Just an idea: If you render from the middle to the upper and lower end, you can exploit some symmetry. if you put texel i above the center, you'll always put texel h-i-1 below (h texture height). If you store your texture 90 deg. rotated and scramble it like 0,h-1,1,h-2,2,h-3..., you can read and write a word with two pixels instead of a byte with one pixel, thereby double the speed. You'd need two additional blitter passes to separate/unscramble the two bytes in the output (or you could maybe even manage to bake it into the c2p?), but you could still come out faster.

EDIT: Here's a nice example where a byte-swap instruction is missing...

Intriguing. Yes, that could work quite well.

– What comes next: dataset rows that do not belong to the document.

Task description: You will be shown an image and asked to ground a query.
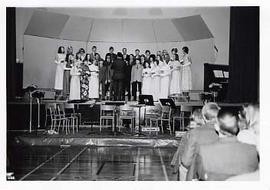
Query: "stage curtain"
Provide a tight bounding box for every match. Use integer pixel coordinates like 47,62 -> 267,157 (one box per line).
6,7 -> 17,99
226,7 -> 259,103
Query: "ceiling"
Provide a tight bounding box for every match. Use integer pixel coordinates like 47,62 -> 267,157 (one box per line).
23,8 -> 214,43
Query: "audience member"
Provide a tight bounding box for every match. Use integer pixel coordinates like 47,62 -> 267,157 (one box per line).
180,102 -> 220,180
187,108 -> 259,181
170,109 -> 204,174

Parameters used below: 160 slices in a frame, 320x128 pixels of planar frame buffer, 4 bitplanes. 50% of the frame buffer will be covered by vertical spans, on average.

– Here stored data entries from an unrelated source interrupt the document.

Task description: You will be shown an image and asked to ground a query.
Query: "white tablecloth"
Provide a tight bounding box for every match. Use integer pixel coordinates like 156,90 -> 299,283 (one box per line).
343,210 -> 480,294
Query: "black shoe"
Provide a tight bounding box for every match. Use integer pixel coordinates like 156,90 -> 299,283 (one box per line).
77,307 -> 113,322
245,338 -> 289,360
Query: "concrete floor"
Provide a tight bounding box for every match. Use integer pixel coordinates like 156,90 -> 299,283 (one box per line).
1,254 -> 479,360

Let's say we combine Britelite's rendering of horizontal pixel pairs (for dithering) with chb's of byte-interleaving row 0 and 127, row 1 and 126, etc... Then, the render operation is just MOVE.W xx(an),yy(am); This will fetch and write two mirrored 2x1 pixel pairs. this results in %a3b3a2b2a1b1a0b0 A3B3A2B2A1B1A0B0 where a,b are two consecutive pixels on line 0 and A,B are two consecutive pixels on line 127.

The blitter work required to unscramble is an 8bit, a 4bit and a 2bit passe.

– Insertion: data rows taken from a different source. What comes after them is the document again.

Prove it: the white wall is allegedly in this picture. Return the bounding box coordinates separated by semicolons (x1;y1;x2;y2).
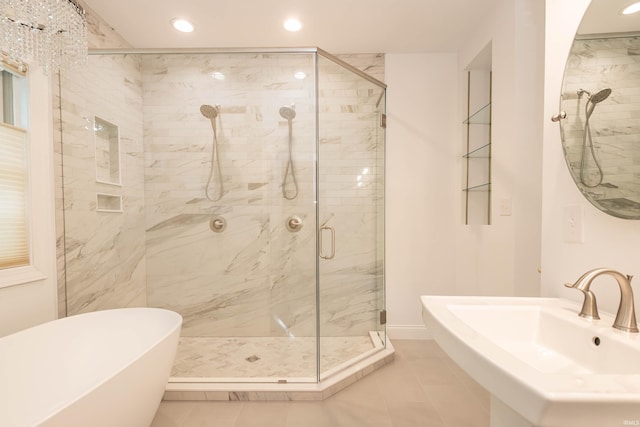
385;53;459;339
541;0;640;314
455;0;544;299
0;69;58;337
386;0;545;339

CPU time for drawing spans: 20 cycles * 0.5 * 160*128 * 50% = 102400 cycles

Blitter output: 3 * (320*128 * 4 / 8) = 60kB = ~1.5 frames worth of processing

We can get rid of the 8bit pass by changing the CPU logic to do MOVE.W xx(an),dn / MOVEP.W dn,yy(am). This enables us to word-interleave lines instead of byte-interleaving them. This will take 12+16 = 28 cycles per pixel so increases CPU time to 143360 cycles, but, it probably results in just 40kB of blitter output (so ~1 frame worth of blitter processing).

If we go with Britelite's 2x1 dithered pixel format + chb's mirroring idea + my idea of precomputing pixel pairs vertically (but ignore MOVEP), then we end up with the first 4 bytes of the framebuffer containing pixel data for row 0, then row 127, then row 1, then row 126. We perform MOVE.L xx(an),yy(am) to fetch and write two mirrored 2x2 pixel pairs.

CPU time for drawing spans: 28 cycles * 0.25 * 160*128 * 50% = 71680 cycles

Blitter output: 3 * (320*128 * 4 / 8) = 60kB = ~1.5 frames worth of processing

If do the previous thing but replace the MOVE.L xx(an),yy(am) with a MOVE.L xx(an),dn / MOVEP.L dn,yy(am) pair, then the CPU time spent will reach 102400 cycles but blitter output should again be 40kB (so ~1 frame of blitter work).